The average distance between two loci in euchromatin was 0.94 cM, which was five times longer than in heterochromatin, which measured 0.19 cM. In the present map, 48% of the mapped TGS loci were located within heterochromatic regions, while 18 and 21% of TES and TEI loci, respectively, in heterochromatin regions. These results agree with previous reports (Frary et al. 2005; Ohyama et al. 2009) showing that genome-derived SSR markers are clustered within heterochromatin, while EST-derived SSR markers tend to be randomly distributed across the chromosomes in tomato. The heterochromatin region comprises 75% of the tomato genome with the gene density 10–100 times lower than that of euchromatin (Wang et al. 2006). Moreover, recombination events are suppressed in the heterochromatic regions in tomato (Sherman and Stack 1995; Peters et al. 2009). These characteristics of the tomato genome could explain the clustering of TGS markers into such short genetic distances. We therefore conclude that EST-derived markers are superior in their ability to cover the entire genome compared to markers derived from randomly selected genomic regions, as described by Ohyama et al. (2009).
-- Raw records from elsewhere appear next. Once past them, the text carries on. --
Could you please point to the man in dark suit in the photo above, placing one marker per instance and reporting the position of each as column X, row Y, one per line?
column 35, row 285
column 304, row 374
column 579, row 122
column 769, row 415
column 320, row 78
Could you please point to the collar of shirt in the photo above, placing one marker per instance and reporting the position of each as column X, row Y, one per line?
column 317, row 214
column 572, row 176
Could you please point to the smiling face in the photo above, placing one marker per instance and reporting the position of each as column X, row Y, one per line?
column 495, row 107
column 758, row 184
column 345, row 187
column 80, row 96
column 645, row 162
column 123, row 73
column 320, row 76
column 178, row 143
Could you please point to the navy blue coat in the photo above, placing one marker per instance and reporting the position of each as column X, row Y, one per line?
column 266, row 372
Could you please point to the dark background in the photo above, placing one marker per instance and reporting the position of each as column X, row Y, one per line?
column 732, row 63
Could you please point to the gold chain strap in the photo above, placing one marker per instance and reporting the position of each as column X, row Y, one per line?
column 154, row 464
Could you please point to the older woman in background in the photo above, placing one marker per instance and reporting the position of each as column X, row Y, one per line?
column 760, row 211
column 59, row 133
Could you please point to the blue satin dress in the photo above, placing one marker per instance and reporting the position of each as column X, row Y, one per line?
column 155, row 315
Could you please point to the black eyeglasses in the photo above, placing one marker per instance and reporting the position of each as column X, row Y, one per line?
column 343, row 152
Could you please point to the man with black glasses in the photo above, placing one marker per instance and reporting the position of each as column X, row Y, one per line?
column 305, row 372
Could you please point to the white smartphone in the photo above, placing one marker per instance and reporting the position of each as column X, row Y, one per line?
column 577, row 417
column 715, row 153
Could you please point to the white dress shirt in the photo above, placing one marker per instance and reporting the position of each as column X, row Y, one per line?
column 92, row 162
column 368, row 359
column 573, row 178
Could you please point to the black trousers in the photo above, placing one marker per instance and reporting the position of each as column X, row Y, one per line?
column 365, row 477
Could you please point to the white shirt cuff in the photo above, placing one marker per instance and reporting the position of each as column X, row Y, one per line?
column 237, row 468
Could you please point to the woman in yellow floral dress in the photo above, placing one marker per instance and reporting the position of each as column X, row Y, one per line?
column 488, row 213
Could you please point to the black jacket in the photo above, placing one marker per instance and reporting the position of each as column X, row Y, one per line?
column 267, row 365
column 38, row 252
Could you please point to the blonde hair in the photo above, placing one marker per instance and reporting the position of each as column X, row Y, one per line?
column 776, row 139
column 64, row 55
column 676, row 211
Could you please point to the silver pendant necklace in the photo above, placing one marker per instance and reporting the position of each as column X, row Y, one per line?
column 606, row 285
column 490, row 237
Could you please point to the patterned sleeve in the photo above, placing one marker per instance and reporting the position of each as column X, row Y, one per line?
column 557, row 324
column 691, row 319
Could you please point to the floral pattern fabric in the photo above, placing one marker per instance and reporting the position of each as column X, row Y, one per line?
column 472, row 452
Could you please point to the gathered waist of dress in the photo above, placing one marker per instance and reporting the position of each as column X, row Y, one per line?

In this study, we performed a large scale PCR-based marker development and newly mapped a total of 1,433 SSR and intronic polymorphism loci on the Tomato-EXPEN 2000 mapping population. Information on these DNA markers is available at http://www.kazusa.or.jp/tomato/. The DNA markers developed in this study are scheduled to be applied to anchoring scaffold sequences in an ongoing whole genome shotgun sequencing project (Mueller et al. 2005). The large number of SSR and intronic polymorphic markers developed in this study provide easily handled and abundant seed points for tomato genome sequencing.

The EXPEN 2000 mapping population was generated from cross between a cultivated tomato (S. lycopersicum) and its wild relative, S. pennellii (Fulton et al. 2002). As genetic diversity in S. lycopersicum is low (Miller and Tanksley, 1990), saturated linkage maps have not been constructed in intraspecific mapping populations of S. lycopersicum (reviewed by Foolad 2007) and required more DNA markers. The large number of PCR-based markers developed in this study should be a useful genomic resource for interspecific genetic analysis in S. lycopersicum, although there is a possibility that some markers might not contain polymorphisms in intraspecific mapping. In addition, the existence of the dense linkage map allows map-based cloning of genes from wild relatives, such as abiotic stress tolerance and disease resistance genes, with the utilization of whole genome sequence that will be available soon. Once the utilizing genes are identified, the large amount of available markers should facilitate selection in introgressive breeding of S. lycopersicum and its wild relatives. The DNA markers and linkage map developed in this study are expected to enhance breeding by allowing a better understanding of whole genome sequences in tomato.